Desalinhamento entre perfil técnico e contexto do projeto
Há casos em que a empresa consegue encontrar um profissional tecnicamente qualificado, mas isso não garante que a contratação seja bem-sucedida.
Um talento altamente capacitado pode apresentar desempenhos distintos dependendo do contexto em que está inserido. Fatores como: maturidade do ambiente, cultura organizacional, modelo de governança e nível de autonomia devem ser considerados ao unir um especialista ao desafio proposto pela empresa.
Quando as contratações são realizadas desconsiderando uma visão integrada da estrutura organizacional, é comum surgirem lacunas de responsabilidade, conflitos técnicos ou sobreposição de funções.
Alto turnover e instabilidade na formação de equipes
Encontrar o profissional correto em um ambiente altamente competitivo exige tempo, estrutura e capacidade técnica para avaliar os candidatos. Quando a contratação é feita surge um novo desafio: reter o colaborador diante de um mercado que constantemente oferece opções atrativas.
Em um mercado aquecido e com déficit estrutural, como o de TI, especialistas qualificados recebem abordagens constantes e propostas competitivas, resultando em uma alta rotatividade dentro do setor.
Quando um membro estratégico da equipe é perdido, a organização também perde continuidade técnica e conhecimento acumulado, impactando diretamente cronogramas e projetos.
Além disso, esse movimento aumenta o custo operacional da área de TI, uma vez que exige reintegrações constantes de profissionais.
O que é uma Squad Gerenciada?
De uma forma simples, Squads Gerenciadas são equipes estruturadas para resolver um problema específico com foco em entrega contínua.
Diferentemente da contratação de colaboradores tradicional, que busca um talento individual para a posição, o modelo de Squad parte da construção de um time completo, com papéis definidos, governança estabelecida e responsabilidade compartilhada.
Na prática, esse modelo permite unir liderança técnica, gestão de projeto e execução operacional em uma única estrutura. O objetivo principal é claro: garantir alinhamento estratégico, previsibilidade e qualidade na entrega.
Com metas definidas e organização interna preparada para atuar de forma integrada, as Squads Gerenciadas podem gerar de 20% a 30% mais eficiência e maior velocidade na entrega de projetos
Vantagens de contratar uma Squad Gerenciada
À medida que os desafios de contratação e retenção de talentos em TI se tornam mais evidentes, muitas empresas passam a repensar como estruturam suas equipes.

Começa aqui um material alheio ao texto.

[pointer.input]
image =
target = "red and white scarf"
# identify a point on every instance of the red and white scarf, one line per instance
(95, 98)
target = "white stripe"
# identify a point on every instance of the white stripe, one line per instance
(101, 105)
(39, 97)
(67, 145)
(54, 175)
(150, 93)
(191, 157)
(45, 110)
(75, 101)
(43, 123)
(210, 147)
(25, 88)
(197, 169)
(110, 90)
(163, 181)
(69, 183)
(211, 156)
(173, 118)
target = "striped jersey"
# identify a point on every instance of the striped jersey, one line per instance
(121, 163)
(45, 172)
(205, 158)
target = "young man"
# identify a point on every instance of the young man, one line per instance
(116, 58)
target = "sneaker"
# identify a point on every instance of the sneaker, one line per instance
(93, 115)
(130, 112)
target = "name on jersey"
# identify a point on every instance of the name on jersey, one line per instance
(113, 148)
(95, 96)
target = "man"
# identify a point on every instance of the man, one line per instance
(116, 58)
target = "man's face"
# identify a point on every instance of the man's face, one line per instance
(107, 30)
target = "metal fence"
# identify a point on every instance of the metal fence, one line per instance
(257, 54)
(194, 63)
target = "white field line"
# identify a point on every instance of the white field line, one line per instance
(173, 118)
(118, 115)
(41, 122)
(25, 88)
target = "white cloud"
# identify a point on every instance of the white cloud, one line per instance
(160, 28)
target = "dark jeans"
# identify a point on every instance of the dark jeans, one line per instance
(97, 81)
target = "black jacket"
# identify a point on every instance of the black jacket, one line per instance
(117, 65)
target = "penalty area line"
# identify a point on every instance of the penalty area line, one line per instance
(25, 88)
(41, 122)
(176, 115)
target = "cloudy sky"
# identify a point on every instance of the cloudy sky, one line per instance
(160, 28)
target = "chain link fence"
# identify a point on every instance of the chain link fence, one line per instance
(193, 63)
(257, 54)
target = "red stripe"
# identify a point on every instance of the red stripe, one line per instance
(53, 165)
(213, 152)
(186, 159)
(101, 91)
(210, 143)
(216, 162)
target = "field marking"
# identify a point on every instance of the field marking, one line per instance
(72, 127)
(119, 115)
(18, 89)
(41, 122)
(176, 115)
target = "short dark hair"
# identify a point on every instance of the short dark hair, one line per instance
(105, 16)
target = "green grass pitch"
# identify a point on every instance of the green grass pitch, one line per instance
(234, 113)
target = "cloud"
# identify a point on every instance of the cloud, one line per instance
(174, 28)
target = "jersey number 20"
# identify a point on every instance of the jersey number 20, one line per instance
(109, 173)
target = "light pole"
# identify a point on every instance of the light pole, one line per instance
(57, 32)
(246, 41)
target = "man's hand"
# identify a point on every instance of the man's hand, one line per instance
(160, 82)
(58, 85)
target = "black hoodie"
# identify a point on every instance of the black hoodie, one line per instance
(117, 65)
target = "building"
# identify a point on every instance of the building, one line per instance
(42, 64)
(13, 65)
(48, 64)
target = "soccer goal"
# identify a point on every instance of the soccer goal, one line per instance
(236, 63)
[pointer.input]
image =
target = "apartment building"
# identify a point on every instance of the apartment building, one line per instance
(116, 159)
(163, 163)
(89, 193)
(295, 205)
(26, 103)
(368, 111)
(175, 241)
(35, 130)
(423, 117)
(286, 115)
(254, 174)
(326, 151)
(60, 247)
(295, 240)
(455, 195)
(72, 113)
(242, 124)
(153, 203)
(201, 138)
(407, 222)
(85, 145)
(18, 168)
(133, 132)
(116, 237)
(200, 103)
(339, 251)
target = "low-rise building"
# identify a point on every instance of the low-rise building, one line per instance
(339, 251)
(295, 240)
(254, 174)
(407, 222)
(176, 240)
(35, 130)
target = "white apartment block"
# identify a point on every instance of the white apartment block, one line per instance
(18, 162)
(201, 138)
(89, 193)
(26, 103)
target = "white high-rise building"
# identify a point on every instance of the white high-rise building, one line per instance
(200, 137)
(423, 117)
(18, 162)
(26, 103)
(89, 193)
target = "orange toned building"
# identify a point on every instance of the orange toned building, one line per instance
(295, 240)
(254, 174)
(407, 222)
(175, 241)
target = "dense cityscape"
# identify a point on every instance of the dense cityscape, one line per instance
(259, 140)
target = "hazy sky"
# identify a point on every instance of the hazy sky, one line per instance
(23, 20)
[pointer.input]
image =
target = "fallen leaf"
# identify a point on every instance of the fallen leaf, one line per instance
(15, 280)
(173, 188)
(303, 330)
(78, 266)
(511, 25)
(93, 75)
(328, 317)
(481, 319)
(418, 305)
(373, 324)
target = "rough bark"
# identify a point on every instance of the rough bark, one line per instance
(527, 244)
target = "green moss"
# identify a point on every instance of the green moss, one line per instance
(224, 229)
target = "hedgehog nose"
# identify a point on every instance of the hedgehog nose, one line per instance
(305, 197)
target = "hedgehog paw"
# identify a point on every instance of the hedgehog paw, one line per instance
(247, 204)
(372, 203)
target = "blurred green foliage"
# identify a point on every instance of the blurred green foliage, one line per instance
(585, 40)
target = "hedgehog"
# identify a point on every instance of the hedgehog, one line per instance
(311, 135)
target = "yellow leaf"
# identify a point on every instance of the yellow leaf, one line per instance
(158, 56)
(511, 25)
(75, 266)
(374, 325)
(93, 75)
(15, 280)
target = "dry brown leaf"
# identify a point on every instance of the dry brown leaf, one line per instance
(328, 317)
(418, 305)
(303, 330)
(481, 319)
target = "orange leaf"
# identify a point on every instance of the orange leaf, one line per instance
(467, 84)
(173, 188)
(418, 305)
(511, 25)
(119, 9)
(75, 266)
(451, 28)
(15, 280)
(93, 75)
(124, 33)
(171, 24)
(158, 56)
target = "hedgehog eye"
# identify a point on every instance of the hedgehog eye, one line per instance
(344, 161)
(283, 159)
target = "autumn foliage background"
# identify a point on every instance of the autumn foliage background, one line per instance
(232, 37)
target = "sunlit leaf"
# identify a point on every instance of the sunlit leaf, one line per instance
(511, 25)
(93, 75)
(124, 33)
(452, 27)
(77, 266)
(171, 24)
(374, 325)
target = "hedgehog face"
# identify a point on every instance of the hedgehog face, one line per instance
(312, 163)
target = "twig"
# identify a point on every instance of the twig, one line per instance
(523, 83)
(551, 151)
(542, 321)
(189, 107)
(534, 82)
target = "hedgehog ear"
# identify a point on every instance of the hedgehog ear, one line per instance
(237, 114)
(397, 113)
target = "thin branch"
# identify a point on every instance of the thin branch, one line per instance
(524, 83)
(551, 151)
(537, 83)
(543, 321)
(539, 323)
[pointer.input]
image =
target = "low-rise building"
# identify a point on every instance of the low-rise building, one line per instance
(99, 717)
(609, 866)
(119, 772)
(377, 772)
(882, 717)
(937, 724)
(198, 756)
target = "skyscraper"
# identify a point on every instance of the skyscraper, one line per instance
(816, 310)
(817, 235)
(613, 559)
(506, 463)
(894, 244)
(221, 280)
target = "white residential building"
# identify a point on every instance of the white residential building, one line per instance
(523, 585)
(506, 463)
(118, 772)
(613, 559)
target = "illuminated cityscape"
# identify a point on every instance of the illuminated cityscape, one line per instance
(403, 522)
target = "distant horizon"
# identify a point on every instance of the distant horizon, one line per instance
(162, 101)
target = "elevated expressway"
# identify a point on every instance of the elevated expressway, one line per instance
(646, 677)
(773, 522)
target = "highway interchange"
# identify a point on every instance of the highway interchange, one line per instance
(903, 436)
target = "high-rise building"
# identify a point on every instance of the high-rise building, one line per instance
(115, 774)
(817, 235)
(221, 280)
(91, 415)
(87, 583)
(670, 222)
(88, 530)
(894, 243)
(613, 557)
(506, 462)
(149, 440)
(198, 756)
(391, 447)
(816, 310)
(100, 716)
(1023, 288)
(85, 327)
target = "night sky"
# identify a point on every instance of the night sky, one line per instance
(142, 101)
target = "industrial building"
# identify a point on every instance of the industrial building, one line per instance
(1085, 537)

O interesse por modelos organizacionais que priorizam a estrutura do time e a capacidade da entrega cresce, quando comparado com as contratações individuais.
Aqui, o modelo de Squad Gerenciada surge como uma forma eficiente de lidar com projetos complexos, reunir diferentes competências em um único time, diminuir dependências individuais e aumentar a previsibilidade das entregas.
Além de ampliar a capacidade operacional, as Squads estruturam equipes preparadas para resolver problemas específicos de forma coordenada, permitindo que as empresas aceleram estratégias, mantenham governança técnica e adaptem a estrutura do time com base nas demandas do projeto.
Para melhor compreensão sobre como esse modelo impacta as organizações, vale um olhar mais atento a algumas das principais vantagens de estruturar uma Squad Gerenciada.
Redução de custos operacionais de contratação
Em um primeiro momento, a contratação individual pode parecer mais vantajosa, porém o custo real de estruturar uma equipe vai além da remuneração direta.
Em projetos de tecnologia, os processos seletivos costumam ser mais complexos do que em outras áreas. Avaliações técnicas, entrevistas com lideranças, testes práticos e validação de experiência real fazem parte da rotina de contratação.
Há também custos operacionais associados ao próprio recrutamento: plataformas de seleção, ferramentas de avaliação técnica e equipes de recrutamento especializadas frequentemente fazem parte desse processo.
Quando somados, esses elementos representam um investimento considerável antes mesmo que a nova contratação comece a gerar valor dentro da organização.
Ao optar pelo modelo de Squad, é possível reduzir parte significativa desses custos operacionais. Em vez de conduzir diversas contratações individuais e estruturar o time gradualmente, a empresa passa a contratar uma equipe organizada, com papéis já definidos e alinhamento técnico estabelecido desde o início.
Dessa forma, os recursos antes destinados às contratações podem ser direcionados diretamente para a execução e evolução das iniciativas tecnológicas.
Na prática, isso significa menos investimento em estrutura de contratação e mais orçamento aplicado em entrega de soluções, evolução dos sistemas e avanço estratégico da área de TI.
Mais tempo para gestores de TI focarem em estratégia
O envolvimento de gestores é um ponto essencial para a contratação de um novo profissional. Embora essa presença seja necessária para garantir o melhor match entre candidato e desafio, ela consome um volume significativo de tempo das lideranças técnicas.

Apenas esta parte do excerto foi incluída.